(Article de décembre 2021)
Héritière d’une tradition millénaire, Elsa Falempin fait partie du cercle très fermé des enlumineurs de France. Cette outreloise de 26 ans passionnée fait découvrir son métier d’art et d’artisanat exceptionnel.
► Comment définissez-vous l’enluminure ?
On pourrait comparer l’enluminure du Moyen-Age aux illustrations d’aujourd’hui. Leur rôle était de permettre la compréhension du texte par le plus grand nombre, même pour ceux qui ne savaient pas lire, et ils étaient très majoritaires à l’époque. Les premières enluminures sont apparues au Vème siècle. Il existe de multiples courants d’enluminures selon les époques, les pays, comme l’art carolingien, mérovingien répandu en France, en Allemagne ou l’art insulaire pratiqué en Irlande, en Écosse, etc. Ils se caractérisent par la diversité des couleurs, l’élaboration du dessin, des personnages, la présence d’entrelacs.
► Comment vous est venue l’idée d’en faire votre métier ?

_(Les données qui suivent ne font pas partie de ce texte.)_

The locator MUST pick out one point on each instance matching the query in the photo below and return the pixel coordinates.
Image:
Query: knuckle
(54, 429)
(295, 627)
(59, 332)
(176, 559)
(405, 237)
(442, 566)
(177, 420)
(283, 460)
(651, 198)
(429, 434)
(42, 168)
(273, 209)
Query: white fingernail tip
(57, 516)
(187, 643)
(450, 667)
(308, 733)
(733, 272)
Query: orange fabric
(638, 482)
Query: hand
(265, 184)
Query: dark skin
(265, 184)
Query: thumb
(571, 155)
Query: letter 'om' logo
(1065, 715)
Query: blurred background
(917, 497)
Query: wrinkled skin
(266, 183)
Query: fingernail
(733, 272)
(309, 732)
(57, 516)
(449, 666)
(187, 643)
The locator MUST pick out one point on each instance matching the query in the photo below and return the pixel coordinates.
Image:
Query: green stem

Avec le bac que j’avais choisi, je me destinais à des métiers de la relation d’aide ou de la santé. Mais j’ai vite su que ça n’était pas pour moi. Passionnée d’histoire, j’ai voulu faire une licence à Boulogne. Mais ça ne me plaisait pas beaucoup. Comme me l’a judicieusement fait remarquer mon père à l’époque, je suis plutôt manuelle, créative :
j’ai toujours aimé coudre ou tricoter avec mes grands-mères. En cherchant sur internet ce que je pouvais faire, je suis tombée sur le site de l’institut Supérieur européen de l’enluminure et du manuscrit d’Angers. J’ai eu un véritable coup de coeur. Plus je m’y intéressais, plus j’aimais. L’entrée se faisait sur entretien : ma motivation a été la clé.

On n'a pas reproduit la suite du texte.